Treatment of Pancreatic Cancer by Aptamer Conjugated C/EBPα-saRNA
2017
Pancreatic cancer is estimated to become the second-leading cause of cancer-related mortality by 2020. While the death rates of most other cancers continue to decline recently, the death rates of pancreatic cancer are still increasing, with less than 5% of patients achieving 5-year survival.

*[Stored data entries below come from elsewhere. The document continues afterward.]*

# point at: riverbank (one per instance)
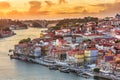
(65, 68)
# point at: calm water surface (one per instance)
(19, 70)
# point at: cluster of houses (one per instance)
(90, 44)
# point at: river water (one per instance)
(19, 70)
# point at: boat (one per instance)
(83, 75)
(65, 70)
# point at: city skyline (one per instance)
(57, 9)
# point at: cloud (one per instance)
(34, 6)
(62, 1)
(4, 5)
(49, 3)
(109, 7)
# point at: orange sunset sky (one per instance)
(57, 9)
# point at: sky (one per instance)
(57, 9)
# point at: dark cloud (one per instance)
(4, 5)
(34, 6)
(62, 1)
(49, 3)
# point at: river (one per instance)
(19, 70)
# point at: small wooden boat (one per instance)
(65, 70)
(84, 75)
(53, 67)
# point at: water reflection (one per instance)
(19, 70)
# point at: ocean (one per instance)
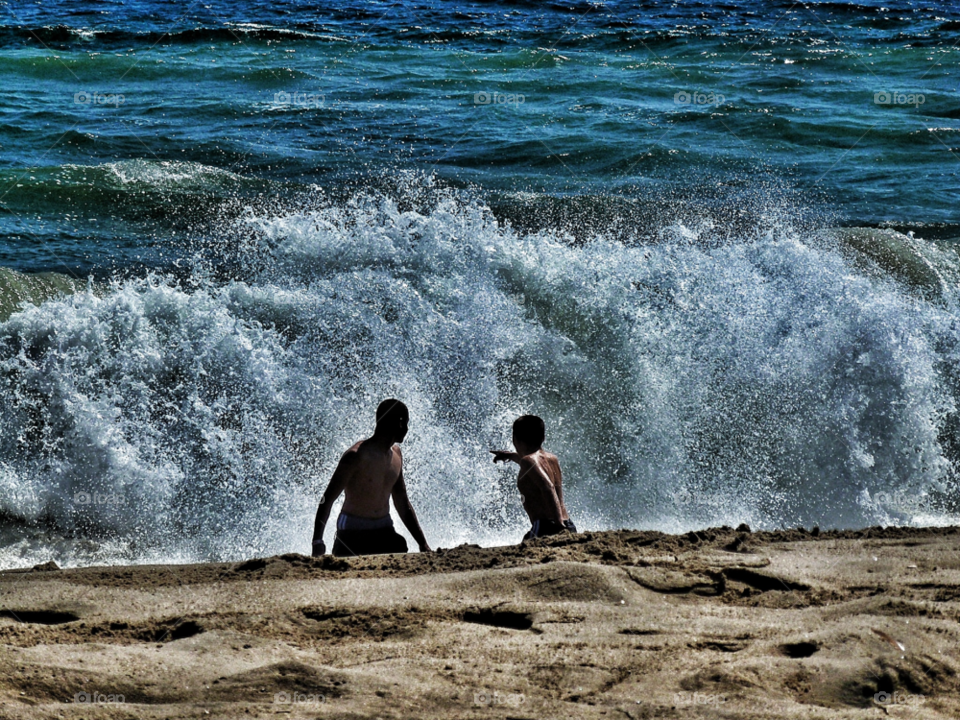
(713, 245)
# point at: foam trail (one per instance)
(766, 379)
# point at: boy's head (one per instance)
(393, 419)
(529, 430)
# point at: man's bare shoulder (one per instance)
(352, 454)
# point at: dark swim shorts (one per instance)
(543, 528)
(362, 536)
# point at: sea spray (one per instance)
(697, 379)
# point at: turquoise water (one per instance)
(200, 103)
(621, 216)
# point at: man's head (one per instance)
(393, 419)
(528, 433)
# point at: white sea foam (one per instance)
(767, 380)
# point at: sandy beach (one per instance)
(721, 623)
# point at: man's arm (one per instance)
(336, 486)
(405, 510)
(532, 472)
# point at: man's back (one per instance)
(537, 502)
(372, 474)
(369, 474)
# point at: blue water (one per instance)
(619, 215)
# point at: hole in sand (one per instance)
(40, 617)
(799, 650)
(500, 618)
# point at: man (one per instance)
(369, 474)
(539, 481)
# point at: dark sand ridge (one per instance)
(715, 624)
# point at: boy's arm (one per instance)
(336, 486)
(407, 515)
(531, 471)
(504, 456)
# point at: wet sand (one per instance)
(722, 623)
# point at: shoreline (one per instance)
(634, 624)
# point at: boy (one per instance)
(539, 481)
(369, 474)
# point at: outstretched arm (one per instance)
(405, 510)
(504, 456)
(337, 483)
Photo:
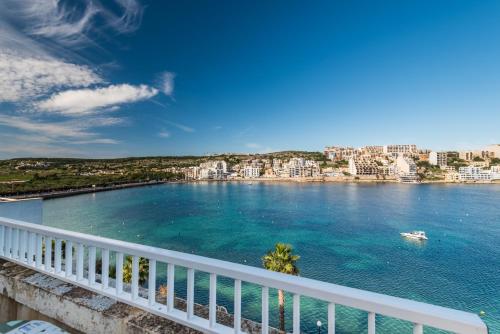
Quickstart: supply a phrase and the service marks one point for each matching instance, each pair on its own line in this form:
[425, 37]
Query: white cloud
[38, 150]
[167, 83]
[164, 134]
[24, 77]
[73, 24]
[252, 145]
[87, 101]
[77, 131]
[181, 126]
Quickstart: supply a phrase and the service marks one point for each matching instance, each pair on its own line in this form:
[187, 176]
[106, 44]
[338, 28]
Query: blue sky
[129, 78]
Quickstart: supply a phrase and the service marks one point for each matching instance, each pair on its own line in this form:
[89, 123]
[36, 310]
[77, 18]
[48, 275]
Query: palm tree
[143, 270]
[283, 261]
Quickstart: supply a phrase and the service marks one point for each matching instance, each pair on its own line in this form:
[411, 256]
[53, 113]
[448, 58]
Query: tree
[281, 259]
[143, 270]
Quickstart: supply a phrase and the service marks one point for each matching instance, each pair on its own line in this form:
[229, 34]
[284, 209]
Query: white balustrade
[21, 243]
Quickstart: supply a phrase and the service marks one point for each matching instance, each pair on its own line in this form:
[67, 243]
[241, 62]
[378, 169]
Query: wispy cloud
[25, 77]
[87, 101]
[252, 145]
[164, 134]
[74, 130]
[182, 127]
[73, 24]
[167, 83]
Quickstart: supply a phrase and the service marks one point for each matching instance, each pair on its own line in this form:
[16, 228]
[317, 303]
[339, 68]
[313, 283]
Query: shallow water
[345, 233]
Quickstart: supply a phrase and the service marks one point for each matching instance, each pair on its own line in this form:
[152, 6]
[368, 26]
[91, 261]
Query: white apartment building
[251, 171]
[471, 173]
[400, 149]
[192, 173]
[213, 170]
[494, 149]
[299, 167]
[337, 153]
[438, 158]
[495, 172]
[406, 169]
[470, 155]
[363, 167]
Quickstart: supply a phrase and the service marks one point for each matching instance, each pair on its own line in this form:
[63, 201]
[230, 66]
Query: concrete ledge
[87, 312]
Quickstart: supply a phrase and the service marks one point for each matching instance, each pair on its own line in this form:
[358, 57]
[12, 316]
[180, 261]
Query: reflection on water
[345, 233]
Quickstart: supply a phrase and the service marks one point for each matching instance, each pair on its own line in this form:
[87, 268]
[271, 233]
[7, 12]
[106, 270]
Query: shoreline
[74, 192]
[346, 180]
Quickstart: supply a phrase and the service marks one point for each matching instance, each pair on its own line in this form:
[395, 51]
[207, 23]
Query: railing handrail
[405, 309]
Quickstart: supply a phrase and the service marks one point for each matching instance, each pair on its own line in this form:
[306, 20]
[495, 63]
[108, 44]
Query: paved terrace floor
[33, 295]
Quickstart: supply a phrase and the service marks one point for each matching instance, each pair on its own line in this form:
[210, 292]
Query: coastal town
[399, 163]
[405, 163]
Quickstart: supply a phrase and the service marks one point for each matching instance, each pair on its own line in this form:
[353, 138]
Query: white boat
[417, 235]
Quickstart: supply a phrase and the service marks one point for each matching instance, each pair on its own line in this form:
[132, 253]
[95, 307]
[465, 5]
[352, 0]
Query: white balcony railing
[22, 243]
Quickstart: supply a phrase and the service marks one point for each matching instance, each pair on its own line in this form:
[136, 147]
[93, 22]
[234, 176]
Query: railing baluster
[39, 249]
[22, 245]
[331, 318]
[371, 323]
[31, 248]
[2, 239]
[296, 314]
[92, 257]
[152, 282]
[57, 256]
[79, 262]
[68, 258]
[8, 241]
[265, 310]
[237, 306]
[105, 268]
[212, 306]
[119, 273]
[15, 243]
[170, 286]
[190, 293]
[418, 329]
[135, 277]
[48, 253]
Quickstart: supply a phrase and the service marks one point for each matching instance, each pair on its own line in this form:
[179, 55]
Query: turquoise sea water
[345, 233]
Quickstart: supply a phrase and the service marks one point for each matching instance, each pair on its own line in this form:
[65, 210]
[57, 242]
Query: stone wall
[84, 311]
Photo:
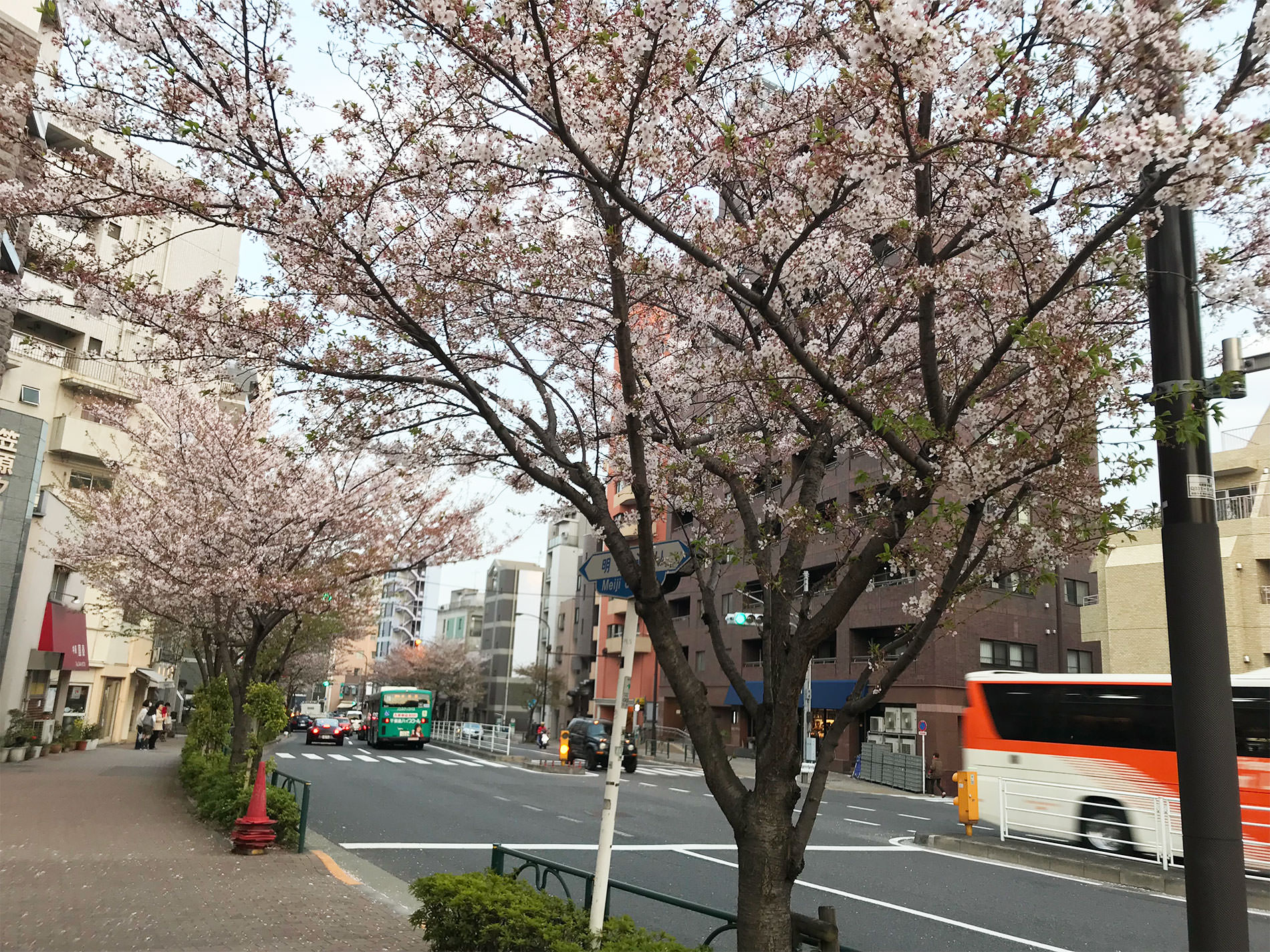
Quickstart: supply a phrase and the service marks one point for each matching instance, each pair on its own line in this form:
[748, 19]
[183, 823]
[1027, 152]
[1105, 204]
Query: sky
[511, 518]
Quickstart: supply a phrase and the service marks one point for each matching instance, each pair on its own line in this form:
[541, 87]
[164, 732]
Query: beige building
[65, 651]
[1127, 615]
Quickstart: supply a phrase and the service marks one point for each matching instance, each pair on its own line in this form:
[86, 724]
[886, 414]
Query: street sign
[601, 569]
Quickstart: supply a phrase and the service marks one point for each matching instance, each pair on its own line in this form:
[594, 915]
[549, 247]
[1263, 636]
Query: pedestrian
[935, 774]
[152, 725]
[141, 728]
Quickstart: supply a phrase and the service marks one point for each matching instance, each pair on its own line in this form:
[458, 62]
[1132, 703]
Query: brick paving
[100, 850]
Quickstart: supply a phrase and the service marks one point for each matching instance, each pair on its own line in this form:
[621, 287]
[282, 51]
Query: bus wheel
[1105, 829]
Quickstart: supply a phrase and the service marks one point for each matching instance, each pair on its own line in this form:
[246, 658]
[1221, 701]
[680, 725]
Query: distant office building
[511, 633]
[1127, 616]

Despite great efforts to improve treatment with combinational therapies in pancreatic cancer patients, limited progress has been made. V-Ki-ras2 Kirsten rat sarcoma viral oncogene homolog (KRAS) has been depicted as a therapeutic target in pancreatic cancer for many years. However, the clinical outcome of KRAS-directed therapies has not been successful, suggesting that KRAS is an undruggable target. For the new druggable target, epigenetically silenced transcriptional factor C/EBPα (CCAAT/enhancer-binding protein α), upregulator of a strong inhibitor of cell proliferation (p21), is upregulated by small activating RNA (saRNA) in pancreatic cancer. For the cell type-specific delivery, pancreatic cancer-specific 2′-Fluoropyrimidine RNA-aptamers (2′F-RNAs) are conjugated with C/EBPα-saRNA via sticky bridge sequences. The conjugates of aptamer–C/EBPα-saRNA upregulate the expression of C/EBPα in vitro and inhibit the tumor growth in vivo. It suggests that aptamer-mediated targeted delivery of therapeutic C/EBPα-saRNA might be the effective therapeutics under the current therapeutic modality failure in pancreatic cancer.